When Windows 98 was released, the HDs is more common in the market had up to 10 GB. When Windows 2000 came about, the standard was 20 GB. As hard Drives with more capacity are available currently, it is not rare to find situations where these disks have installed the Windows 98. The problem begins the fact that Windows 98 was released in a time in which Hard drives with many GB were rare and used in special machines. Therefore, at that time, no one had to worry about HDs with more than 64 GB, because they were virtually non-existent. With the emergence hard disks with this characteristic, it is that the problem with the fdisk was noticed.

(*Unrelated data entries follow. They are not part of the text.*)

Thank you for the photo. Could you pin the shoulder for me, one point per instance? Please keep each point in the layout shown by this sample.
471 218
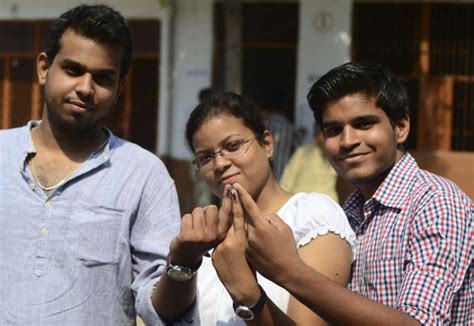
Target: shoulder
12 140
130 156
313 214
8 134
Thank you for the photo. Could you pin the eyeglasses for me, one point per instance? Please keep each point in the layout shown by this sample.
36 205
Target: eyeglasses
231 151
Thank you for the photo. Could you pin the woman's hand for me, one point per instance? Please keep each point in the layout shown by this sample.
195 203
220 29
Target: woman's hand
201 231
230 262
271 247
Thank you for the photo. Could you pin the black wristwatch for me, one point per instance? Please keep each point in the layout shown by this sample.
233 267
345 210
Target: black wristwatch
182 273
249 312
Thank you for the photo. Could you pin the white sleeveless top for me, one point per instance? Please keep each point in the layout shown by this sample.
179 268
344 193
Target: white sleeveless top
309 215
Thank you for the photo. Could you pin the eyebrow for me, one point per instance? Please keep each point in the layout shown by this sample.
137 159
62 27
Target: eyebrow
221 143
71 63
358 119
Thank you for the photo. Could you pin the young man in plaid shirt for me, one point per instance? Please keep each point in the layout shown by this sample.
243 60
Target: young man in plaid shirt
413 263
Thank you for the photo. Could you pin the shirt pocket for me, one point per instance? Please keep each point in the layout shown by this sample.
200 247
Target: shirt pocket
94 234
381 280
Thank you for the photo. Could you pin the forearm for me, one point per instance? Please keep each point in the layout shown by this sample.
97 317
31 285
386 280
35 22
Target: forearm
336 304
271 315
172 299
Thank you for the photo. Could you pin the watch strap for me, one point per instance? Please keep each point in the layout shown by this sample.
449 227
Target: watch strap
256 308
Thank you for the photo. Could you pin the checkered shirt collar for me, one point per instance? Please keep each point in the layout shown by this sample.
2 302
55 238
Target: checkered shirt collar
392 192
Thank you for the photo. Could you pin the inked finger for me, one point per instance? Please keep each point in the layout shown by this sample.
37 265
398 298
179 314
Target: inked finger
198 220
211 219
249 205
238 220
225 212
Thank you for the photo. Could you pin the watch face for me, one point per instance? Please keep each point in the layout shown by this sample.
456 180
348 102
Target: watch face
244 312
178 273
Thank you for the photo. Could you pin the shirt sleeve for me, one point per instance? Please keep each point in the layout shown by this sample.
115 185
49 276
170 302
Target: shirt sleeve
156 224
439 256
317 214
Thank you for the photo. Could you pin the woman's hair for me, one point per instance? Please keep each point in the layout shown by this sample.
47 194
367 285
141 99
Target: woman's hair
217 103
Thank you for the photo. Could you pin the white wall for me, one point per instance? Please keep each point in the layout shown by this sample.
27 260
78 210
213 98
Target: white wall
191 68
323 43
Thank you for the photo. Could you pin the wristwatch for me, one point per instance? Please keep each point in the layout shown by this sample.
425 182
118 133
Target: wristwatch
182 273
249 312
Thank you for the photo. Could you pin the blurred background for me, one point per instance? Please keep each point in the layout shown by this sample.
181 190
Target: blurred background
271 51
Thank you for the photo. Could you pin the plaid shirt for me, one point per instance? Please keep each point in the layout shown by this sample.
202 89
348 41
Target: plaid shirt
415 246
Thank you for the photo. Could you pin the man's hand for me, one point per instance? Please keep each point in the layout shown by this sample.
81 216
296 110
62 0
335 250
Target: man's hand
201 231
271 248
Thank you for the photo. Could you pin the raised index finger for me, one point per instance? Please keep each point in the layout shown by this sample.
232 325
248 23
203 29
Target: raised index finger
237 212
225 212
249 205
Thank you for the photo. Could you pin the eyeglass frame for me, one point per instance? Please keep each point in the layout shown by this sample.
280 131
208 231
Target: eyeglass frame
219 152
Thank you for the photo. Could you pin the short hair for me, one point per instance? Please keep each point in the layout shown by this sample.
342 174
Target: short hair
370 79
99 23
216 103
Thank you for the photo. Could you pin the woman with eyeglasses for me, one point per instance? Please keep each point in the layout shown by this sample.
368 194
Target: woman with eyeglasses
227 134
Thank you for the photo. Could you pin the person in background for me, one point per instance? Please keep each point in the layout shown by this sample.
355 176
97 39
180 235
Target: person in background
232 147
87 218
414 256
309 170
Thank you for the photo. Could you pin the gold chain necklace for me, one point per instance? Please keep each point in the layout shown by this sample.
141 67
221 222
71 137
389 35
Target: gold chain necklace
48 190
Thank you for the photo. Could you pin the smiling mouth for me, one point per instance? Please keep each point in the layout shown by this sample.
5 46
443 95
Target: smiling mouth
80 104
351 156
228 179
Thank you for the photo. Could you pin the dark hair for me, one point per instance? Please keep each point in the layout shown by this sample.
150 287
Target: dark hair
99 23
370 79
216 103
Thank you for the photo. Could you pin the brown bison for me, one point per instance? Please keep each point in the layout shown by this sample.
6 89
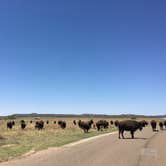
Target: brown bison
10 124
62 124
116 123
129 125
74 122
111 122
144 123
165 124
86 126
102 124
161 124
39 125
153 125
23 125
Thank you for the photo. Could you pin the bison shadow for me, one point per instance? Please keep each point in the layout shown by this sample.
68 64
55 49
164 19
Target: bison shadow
135 138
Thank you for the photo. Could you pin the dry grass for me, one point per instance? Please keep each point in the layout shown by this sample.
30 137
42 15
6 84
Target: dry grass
15 142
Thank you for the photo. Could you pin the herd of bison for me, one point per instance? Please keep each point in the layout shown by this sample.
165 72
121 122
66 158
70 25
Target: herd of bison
125 125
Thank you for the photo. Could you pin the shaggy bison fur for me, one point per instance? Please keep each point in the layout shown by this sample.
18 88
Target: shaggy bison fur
39 125
74 122
86 126
62 124
144 123
102 124
10 124
153 125
161 124
23 125
129 125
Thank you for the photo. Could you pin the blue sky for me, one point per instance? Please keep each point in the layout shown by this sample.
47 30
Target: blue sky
83 56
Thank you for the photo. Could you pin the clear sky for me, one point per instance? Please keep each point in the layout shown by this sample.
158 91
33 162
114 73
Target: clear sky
83 56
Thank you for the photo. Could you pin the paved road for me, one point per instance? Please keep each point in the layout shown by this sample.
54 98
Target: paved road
147 149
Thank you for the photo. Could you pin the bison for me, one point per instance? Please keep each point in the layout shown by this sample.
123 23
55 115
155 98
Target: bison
102 124
165 124
161 124
23 125
144 123
111 122
39 125
10 125
116 123
74 122
129 125
153 125
86 126
62 124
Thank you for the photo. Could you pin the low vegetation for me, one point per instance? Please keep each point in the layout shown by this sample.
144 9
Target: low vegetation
16 142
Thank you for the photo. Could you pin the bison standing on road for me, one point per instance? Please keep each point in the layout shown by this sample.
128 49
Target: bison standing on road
74 122
116 123
23 125
165 124
129 125
161 125
102 124
144 123
86 126
111 122
62 124
39 125
10 124
153 125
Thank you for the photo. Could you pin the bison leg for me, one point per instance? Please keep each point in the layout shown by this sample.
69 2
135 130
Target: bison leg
132 134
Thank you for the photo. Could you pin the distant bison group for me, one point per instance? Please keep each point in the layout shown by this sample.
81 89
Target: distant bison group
100 125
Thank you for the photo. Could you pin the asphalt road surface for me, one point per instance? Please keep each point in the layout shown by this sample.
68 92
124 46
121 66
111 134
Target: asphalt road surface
147 149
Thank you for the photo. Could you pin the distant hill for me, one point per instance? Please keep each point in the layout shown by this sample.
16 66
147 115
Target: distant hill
84 115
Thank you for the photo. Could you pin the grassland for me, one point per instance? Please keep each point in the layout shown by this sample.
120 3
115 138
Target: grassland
16 142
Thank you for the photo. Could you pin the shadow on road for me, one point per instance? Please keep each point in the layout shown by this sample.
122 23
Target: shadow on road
135 138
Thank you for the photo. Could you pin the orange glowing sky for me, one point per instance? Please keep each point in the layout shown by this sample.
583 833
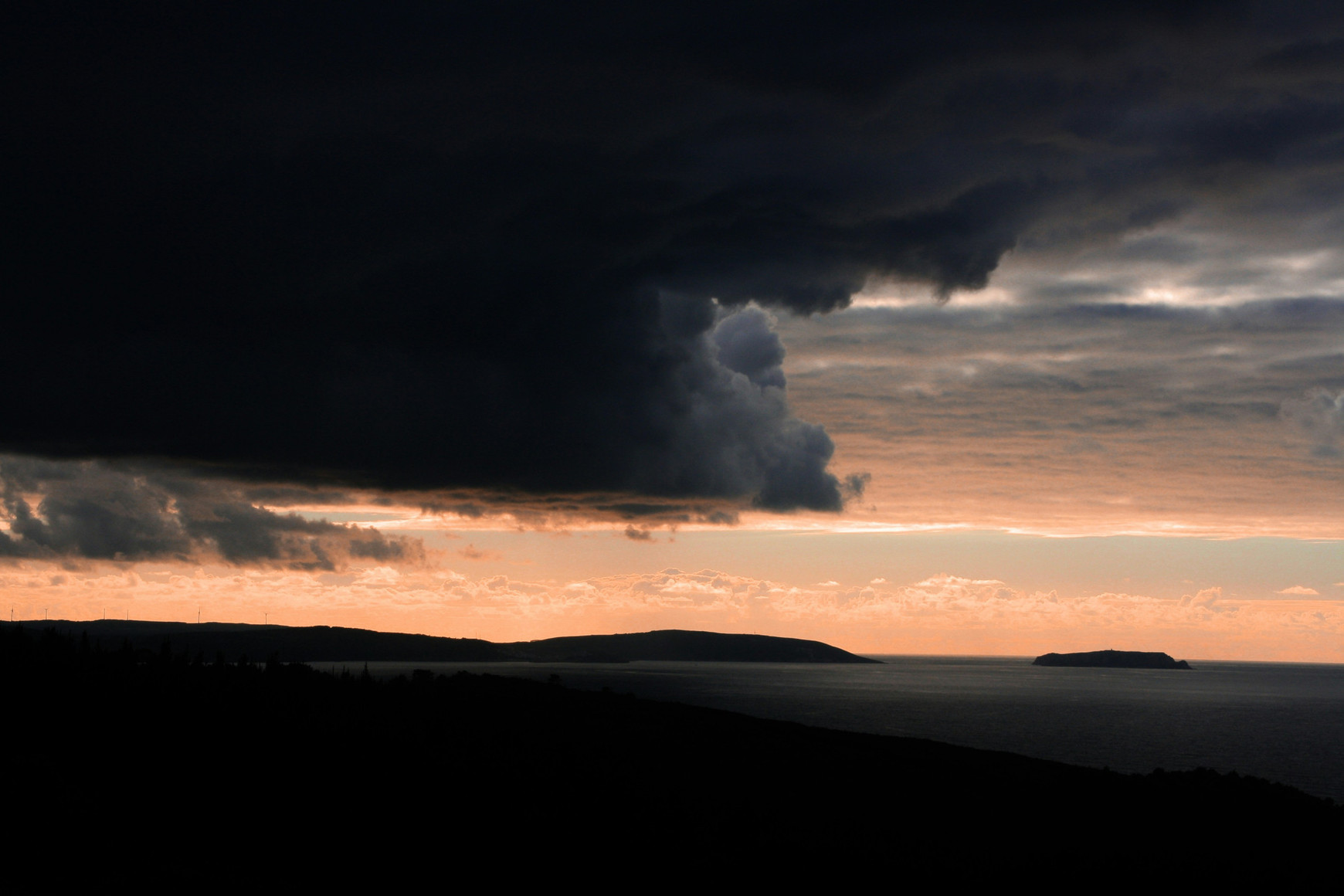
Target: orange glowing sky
1071 316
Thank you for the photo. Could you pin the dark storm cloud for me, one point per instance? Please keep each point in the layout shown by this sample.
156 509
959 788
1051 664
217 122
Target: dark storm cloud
104 512
429 247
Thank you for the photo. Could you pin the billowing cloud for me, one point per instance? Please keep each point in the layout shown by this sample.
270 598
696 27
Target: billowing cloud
416 249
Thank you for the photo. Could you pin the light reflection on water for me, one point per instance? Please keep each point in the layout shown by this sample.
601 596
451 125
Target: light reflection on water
1284 721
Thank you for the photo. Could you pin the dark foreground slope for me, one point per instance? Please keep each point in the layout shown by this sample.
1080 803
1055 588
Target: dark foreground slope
1112 660
686 647
156 770
334 643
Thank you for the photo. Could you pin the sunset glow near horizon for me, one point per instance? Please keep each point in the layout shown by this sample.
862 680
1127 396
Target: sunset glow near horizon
723 344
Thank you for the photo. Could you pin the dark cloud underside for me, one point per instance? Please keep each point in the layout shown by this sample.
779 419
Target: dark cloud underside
428 246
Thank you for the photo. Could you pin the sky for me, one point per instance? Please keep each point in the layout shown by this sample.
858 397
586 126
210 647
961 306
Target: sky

Fortunately, this problem has a solution. Microsoft has released an update of fdisk that allows you to work with HDs with more than 64 GB. However, the company stresses that this fix should only be used in the case of the emergence of the problem pointed out previously. In addition, this solution does not work for HDs is working in mode LBA (Logical Block Addressing) and for disks more than 137 GB capacity.
The command fdisk /mbr
When fdisk is used to set partitions, use a table, called the “partition table”, that indicates how is the division of the HD, or is, where is the primary partition, the extended partition, etc. This table is located in the first sector of the first track of the HD (the well-known “track zero”). This area is known as MBR (Master Boot Record).
The MBR contains a small program called a “boot loader”. When a boot manager is installed on the computer (a program that allows the user to choose which operating system to use, if there is more than one on the machine, for example, Linux and Windows) the boot loader is changed or replaced. If you want to take this manager and make the computer give boot direct by Windows, you must type the following command at the DOS prompt:
This command, basically, it restores the information from the MBR and configure it to work with Windows. Its use is also useful in situations where the virus destroys the MBR.
Note: Microsoft recommends that this command not to be used on Drives with more than 4 partitions.
Although there are tools much more efficient to work with the partitions of a HD, back and half-fdisk ends up being used. For example, in a situation where there is no other software of the type available. This has happened here in DigoPaul. Therefore, it is important to know how to fdisk works.